The number of towns entering the competition varies little from one year to the next, suggesting a certain stagnation of interest. And even more regrettably, the same names turn up over and over again.

Take a bow Kilkenny, Carrickmacross, Clonakilty, Kenmare, Glenties, Westport and, above all, plucky little Ardagh, Co Longford. You are the stalwarts of the competition, forever battling against one another - albeit tidily - for the honour of first place.

But should the organisers not ask you to retire from the fray, your efforts memorialised on some perpetual trophy? Should they not be hounding all those other urban centres which have hitherto paid no attention to the notion of being Ireland's tidiest town? And, just as importantly, should they not turn their attention to the manner in which the word "tidy" now seems to be interpreted.

Tidiness, customarily, implies a certain neatness and absence of disorder. In the present context, however, tidiness appears to be a synonym for tweeness.

Towns aspiring to win the competition invariably indulge in a orgy of painting every local house in a different colour and then smothering the results with an equally gaudy display of hardy annuals. Streets end up looking as though draped with the lurid floral equivalent of paper doilies.
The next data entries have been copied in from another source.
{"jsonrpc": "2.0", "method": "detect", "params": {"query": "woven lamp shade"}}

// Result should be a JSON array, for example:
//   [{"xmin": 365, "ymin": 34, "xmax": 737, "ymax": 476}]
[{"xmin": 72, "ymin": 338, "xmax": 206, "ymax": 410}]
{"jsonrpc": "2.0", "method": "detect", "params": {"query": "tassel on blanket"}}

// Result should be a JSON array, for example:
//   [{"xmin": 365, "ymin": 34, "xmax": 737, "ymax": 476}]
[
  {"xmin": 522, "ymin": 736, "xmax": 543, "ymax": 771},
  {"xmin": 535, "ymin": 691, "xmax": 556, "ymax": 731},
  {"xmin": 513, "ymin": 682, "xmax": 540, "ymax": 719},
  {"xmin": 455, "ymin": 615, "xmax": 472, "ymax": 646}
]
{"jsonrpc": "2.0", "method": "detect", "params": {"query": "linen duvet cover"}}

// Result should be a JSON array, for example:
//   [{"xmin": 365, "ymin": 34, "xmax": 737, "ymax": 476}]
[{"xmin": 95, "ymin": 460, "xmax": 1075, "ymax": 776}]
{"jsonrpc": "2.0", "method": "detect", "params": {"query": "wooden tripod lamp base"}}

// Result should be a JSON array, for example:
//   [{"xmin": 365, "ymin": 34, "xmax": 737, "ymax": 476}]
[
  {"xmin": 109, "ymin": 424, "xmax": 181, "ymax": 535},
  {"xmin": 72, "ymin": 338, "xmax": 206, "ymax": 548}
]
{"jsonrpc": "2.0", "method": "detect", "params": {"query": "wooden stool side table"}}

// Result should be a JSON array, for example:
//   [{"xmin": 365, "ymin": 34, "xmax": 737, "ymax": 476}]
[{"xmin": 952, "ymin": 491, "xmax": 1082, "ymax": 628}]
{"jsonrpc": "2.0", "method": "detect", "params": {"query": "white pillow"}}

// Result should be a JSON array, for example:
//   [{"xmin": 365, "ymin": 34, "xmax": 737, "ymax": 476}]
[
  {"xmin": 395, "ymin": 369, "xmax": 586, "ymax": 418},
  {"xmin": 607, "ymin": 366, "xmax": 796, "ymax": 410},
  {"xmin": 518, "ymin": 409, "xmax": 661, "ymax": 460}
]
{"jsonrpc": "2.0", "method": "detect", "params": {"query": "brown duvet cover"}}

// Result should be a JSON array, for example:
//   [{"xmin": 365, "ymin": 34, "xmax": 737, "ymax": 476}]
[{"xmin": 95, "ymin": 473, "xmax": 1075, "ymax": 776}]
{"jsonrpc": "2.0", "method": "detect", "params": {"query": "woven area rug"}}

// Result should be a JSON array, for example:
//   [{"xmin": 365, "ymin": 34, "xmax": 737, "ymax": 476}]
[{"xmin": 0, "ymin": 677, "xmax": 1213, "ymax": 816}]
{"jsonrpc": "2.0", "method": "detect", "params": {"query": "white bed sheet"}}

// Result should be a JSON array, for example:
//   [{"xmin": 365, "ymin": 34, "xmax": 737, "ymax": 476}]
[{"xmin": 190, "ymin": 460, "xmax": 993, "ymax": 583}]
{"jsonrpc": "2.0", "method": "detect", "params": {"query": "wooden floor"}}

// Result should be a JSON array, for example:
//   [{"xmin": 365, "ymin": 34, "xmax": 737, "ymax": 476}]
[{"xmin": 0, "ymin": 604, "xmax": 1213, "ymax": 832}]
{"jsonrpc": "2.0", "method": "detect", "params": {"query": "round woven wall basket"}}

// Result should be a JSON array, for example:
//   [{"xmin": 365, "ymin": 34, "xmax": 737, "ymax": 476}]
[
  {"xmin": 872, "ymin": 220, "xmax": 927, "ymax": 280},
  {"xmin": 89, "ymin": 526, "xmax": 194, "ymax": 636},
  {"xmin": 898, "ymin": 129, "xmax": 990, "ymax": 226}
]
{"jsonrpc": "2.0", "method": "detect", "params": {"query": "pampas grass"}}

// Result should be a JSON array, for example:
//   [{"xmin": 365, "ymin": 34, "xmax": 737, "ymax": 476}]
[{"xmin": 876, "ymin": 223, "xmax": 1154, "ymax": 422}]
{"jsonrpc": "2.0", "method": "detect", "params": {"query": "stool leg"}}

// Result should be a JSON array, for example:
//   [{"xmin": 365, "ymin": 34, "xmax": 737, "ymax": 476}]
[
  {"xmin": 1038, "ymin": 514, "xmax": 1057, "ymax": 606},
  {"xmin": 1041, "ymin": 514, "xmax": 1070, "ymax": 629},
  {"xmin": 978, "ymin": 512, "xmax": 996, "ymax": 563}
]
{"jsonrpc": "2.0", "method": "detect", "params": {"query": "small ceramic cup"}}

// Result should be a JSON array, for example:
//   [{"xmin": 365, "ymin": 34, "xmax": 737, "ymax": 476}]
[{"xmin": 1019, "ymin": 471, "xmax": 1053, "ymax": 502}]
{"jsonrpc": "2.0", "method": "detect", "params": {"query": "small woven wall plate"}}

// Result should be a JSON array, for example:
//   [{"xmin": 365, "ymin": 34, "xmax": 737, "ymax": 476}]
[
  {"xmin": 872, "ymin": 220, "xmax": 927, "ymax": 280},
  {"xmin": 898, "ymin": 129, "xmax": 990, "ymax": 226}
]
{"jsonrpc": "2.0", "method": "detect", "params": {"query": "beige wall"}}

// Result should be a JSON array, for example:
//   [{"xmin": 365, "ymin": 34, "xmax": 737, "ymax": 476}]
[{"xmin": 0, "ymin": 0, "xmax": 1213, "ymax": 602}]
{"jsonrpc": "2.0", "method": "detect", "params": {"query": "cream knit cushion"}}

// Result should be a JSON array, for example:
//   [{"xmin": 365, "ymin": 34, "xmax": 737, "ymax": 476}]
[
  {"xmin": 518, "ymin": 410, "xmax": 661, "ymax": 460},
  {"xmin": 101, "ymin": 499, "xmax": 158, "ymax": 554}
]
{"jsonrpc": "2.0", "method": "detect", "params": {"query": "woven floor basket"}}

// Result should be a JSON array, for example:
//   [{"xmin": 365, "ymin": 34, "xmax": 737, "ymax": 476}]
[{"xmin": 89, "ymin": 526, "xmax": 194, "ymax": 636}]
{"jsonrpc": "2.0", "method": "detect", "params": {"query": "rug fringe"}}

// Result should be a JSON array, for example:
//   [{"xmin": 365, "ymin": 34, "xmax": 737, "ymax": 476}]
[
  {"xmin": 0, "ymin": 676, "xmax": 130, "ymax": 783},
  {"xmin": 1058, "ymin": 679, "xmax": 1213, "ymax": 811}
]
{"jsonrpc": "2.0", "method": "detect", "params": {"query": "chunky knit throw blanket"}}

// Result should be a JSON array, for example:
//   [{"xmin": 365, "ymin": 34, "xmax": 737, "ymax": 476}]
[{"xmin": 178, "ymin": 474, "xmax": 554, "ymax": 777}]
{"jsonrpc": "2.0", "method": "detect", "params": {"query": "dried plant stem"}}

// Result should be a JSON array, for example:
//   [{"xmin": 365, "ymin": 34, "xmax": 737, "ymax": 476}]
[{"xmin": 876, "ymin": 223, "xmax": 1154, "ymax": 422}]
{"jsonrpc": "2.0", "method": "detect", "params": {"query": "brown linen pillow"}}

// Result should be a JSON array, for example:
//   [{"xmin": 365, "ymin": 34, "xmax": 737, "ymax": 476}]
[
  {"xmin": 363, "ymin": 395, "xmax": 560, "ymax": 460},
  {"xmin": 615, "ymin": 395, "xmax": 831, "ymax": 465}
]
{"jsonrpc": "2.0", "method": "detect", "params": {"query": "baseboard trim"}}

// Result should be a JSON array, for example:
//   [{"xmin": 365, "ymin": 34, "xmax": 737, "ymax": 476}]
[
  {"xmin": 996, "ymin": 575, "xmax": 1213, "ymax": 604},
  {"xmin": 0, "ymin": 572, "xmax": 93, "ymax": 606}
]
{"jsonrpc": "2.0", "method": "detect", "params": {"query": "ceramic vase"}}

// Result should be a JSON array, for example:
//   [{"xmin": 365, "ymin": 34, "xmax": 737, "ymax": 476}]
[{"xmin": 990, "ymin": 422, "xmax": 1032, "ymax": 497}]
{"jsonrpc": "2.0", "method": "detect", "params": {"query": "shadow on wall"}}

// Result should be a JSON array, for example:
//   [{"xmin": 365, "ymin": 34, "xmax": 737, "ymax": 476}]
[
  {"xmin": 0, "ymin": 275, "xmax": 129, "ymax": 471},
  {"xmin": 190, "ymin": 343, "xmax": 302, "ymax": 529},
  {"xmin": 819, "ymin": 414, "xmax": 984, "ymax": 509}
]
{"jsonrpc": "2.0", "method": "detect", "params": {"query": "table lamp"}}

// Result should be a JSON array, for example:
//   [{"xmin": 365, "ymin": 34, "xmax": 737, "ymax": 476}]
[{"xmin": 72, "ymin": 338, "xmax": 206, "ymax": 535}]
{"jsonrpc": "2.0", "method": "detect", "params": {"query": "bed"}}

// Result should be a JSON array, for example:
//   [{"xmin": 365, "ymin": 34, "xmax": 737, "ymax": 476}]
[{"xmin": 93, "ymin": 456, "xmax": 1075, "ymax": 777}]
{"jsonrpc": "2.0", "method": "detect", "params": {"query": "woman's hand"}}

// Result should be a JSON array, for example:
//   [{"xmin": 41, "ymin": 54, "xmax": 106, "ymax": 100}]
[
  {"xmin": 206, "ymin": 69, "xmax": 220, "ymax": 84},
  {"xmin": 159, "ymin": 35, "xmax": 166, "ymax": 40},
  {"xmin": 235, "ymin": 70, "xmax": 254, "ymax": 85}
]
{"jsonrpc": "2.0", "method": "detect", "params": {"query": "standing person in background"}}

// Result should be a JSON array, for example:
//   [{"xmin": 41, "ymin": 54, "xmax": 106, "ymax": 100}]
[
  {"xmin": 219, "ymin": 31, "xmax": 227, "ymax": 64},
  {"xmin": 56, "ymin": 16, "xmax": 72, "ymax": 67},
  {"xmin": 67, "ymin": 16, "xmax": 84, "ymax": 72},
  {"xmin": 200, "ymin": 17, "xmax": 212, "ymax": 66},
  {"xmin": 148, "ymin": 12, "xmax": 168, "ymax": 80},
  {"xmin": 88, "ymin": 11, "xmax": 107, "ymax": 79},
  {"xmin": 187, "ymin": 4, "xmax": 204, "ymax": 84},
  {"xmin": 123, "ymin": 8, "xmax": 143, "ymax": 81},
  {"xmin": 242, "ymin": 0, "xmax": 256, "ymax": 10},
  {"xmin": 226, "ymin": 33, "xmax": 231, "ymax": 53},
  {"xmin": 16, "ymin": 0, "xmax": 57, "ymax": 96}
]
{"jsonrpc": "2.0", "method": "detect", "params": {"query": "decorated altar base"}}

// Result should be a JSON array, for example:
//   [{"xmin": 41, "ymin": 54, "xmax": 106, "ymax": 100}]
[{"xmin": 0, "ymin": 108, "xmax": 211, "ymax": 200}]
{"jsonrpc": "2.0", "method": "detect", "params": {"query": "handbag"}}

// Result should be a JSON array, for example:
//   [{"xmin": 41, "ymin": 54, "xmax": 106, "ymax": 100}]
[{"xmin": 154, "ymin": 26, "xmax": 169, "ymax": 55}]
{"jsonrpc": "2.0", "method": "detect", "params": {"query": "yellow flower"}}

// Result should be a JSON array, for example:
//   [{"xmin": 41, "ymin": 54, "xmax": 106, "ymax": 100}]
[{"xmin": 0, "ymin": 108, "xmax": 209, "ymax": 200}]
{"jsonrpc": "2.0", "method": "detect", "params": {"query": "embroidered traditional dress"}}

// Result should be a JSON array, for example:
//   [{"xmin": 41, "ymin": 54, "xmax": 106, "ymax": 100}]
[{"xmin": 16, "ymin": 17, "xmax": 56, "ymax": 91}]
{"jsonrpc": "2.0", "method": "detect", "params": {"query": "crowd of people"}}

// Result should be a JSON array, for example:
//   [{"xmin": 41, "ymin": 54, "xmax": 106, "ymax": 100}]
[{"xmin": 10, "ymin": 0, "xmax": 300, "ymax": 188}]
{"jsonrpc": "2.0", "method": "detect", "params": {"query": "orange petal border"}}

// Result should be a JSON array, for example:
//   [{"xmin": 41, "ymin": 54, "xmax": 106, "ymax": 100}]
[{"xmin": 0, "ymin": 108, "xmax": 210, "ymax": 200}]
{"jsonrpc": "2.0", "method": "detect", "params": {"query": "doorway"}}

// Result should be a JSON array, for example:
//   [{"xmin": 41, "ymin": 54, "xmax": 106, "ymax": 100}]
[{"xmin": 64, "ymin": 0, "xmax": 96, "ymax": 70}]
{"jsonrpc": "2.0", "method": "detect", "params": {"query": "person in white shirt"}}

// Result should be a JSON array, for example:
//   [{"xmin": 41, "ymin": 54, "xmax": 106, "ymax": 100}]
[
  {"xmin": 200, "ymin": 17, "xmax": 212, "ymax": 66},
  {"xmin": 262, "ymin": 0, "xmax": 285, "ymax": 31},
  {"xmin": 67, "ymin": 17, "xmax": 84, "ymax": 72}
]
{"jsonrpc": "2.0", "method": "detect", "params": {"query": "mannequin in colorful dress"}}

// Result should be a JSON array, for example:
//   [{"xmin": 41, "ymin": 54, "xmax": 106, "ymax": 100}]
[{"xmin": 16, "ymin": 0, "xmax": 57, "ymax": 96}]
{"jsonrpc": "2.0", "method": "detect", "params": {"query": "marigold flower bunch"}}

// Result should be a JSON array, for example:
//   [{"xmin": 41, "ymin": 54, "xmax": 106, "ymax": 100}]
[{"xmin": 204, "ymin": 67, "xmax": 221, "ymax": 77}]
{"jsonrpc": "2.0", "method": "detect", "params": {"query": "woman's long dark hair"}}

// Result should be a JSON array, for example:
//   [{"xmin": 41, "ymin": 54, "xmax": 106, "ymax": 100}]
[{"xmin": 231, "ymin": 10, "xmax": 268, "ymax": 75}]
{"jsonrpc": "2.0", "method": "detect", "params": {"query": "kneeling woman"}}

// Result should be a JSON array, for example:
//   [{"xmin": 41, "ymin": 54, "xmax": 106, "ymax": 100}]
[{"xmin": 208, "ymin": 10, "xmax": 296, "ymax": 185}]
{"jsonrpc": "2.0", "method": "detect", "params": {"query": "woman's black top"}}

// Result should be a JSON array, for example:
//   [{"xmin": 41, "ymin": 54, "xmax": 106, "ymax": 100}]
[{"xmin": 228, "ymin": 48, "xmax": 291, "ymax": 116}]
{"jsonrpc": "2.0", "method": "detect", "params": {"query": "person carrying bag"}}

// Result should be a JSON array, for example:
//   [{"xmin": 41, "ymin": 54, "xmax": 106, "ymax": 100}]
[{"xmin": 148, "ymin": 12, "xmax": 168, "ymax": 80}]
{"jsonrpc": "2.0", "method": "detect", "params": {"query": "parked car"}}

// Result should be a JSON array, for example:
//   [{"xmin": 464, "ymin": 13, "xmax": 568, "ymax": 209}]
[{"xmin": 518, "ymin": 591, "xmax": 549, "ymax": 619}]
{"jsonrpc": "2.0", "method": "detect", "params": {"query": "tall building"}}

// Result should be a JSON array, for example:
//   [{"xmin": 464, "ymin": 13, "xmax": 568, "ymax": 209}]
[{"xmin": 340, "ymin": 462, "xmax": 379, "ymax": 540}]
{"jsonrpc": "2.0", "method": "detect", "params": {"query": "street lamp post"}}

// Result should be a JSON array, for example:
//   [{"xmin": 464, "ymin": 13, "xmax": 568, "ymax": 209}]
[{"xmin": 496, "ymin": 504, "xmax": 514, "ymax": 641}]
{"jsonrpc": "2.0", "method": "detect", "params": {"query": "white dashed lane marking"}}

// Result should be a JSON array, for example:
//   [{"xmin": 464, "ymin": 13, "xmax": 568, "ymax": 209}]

The occasion ought to be sponsored, not by a supermarket chain but by a garden centre. This profession does best from the whole business as trays of begonias, nasturtiums and geraniums are scooped up for bedding in redundant water troughs, window boxes and hanging baskets.

In Irish tidy towns, colour blindness is an advantage.

More than 60 years ago the English poet John Betjeman coined the term "ghastly good taste" to describe a sensibility which ranked tweeness far above any fundamental appreciation of good design.

That this phenomenon is widespread among Irish tidy towns can be demonstrated simply by looking at the winner of last year's competition, Kenmare. On the same day the award was announced, another survey noted that the Co Kerry town had no appropriate planning controls or design guidance and that the main streets "are now a sea of tawdry swing-out plastic windows".

Frankly, no amount of hanging baskets or so-called traditional shop fronts can compensate for such basic architectural ignorance.

As a twee town, in which superficial floral decoration and rampant use of bright colours are given paramount importance, Kenmare - and indeed this year's winner, Westport - can congratulate themselves for the success of their efforts.

Meanwhile, the litter problem remains. If there is to be any serious effort to encourage greater civic pride in Ireland, perhaps the time has come to inaugurate an Untidy Towns Competition. Competing for glory has clearly not worked; avoiding the shame of being named the State's messiest place could have more success.